Monday, February 22, 2010

The Big Project

So I've decided to teach myself enough EE to let me build circuits (and, gasp, understand what I'm building). This means working my way through The Art of Electronics. It's a really good book, but it's extremely information-dense -- especially the first chapter, Fundamentals. One nice side-effect is that I now understand how trig and complex numbers are actually used in the real world. I've seen trig before when doing 3D graphics, but I hadn't seen complex numbers since ... high school? It's all very exciting.

But what will I do with this new-found knowledge? I worked my way through Computer Organization and Design while I was at Sun, and found it fascinating. I never got very far into Computer Architecture: A Quantitative Approach, but I'd like to. Either way, I'd like to use my EE skillz to build some of the circuits described in those books. Eventually, I'd like to build a processor. Even if it doesn't have a head (though that would be nice), being able to telnet or ssh into hardware I designed would be quite cool.

That's the long-term plan. What about the short term?

I just finished reading Playing With Trains, which reawakened my love for model trains. Gigantic layouts just dripping with scenery and detail are great fun, of course, but I've neither the patience nor the artistic eye for the scenery. Instead, I like the complication of the track plan.

What if I could merge model railroading, digital electronics, and software?

I'd like to build a reasonably complicated train layout that is automatically controlled. The idea is this: Start with a figure eight superimposed on an oval. Add two trains. They'll run completely automatically, without human control. Having them run in the same direction is boring.
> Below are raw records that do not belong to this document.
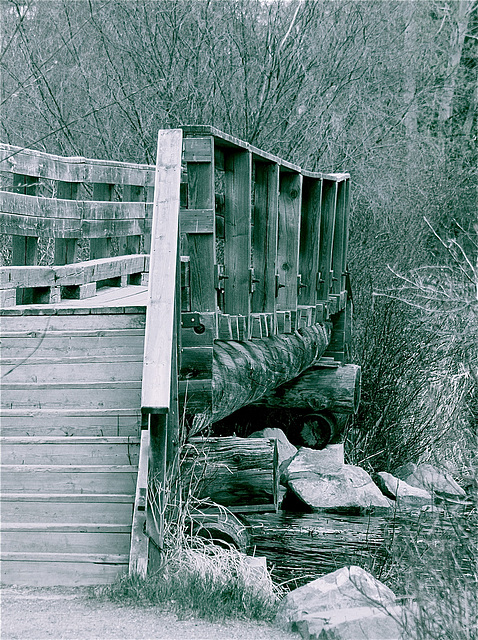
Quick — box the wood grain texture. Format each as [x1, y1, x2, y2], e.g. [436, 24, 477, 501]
[224, 151, 252, 317]
[252, 162, 279, 312]
[317, 180, 337, 301]
[141, 129, 182, 409]
[277, 173, 302, 311]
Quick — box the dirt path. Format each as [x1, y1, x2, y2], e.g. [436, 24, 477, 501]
[0, 587, 299, 640]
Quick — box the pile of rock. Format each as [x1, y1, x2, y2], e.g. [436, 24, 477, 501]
[250, 429, 466, 513]
[276, 566, 411, 640]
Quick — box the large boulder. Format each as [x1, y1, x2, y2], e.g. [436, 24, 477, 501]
[284, 445, 393, 512]
[248, 428, 297, 477]
[395, 462, 466, 498]
[374, 471, 433, 508]
[276, 566, 401, 640]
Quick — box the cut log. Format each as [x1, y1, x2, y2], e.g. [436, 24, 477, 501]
[212, 324, 330, 422]
[181, 437, 279, 511]
[252, 364, 361, 414]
Much more fun if the first train runs on the oval while the second one runs on the figure eight. A commodity microcontroller runs the show. Its job will be to coordinate switch positions and throttle settings to keep the trains doing their thing without colliding. The faster the trains can go, the better.

Here's a really ugly picture of the layout I'd like to build/automate:



Something about the idea of two trains whizzing around that layout without plowing into each other, speeding up and slowing down on their own, switches magically switching themselves ... so awesome.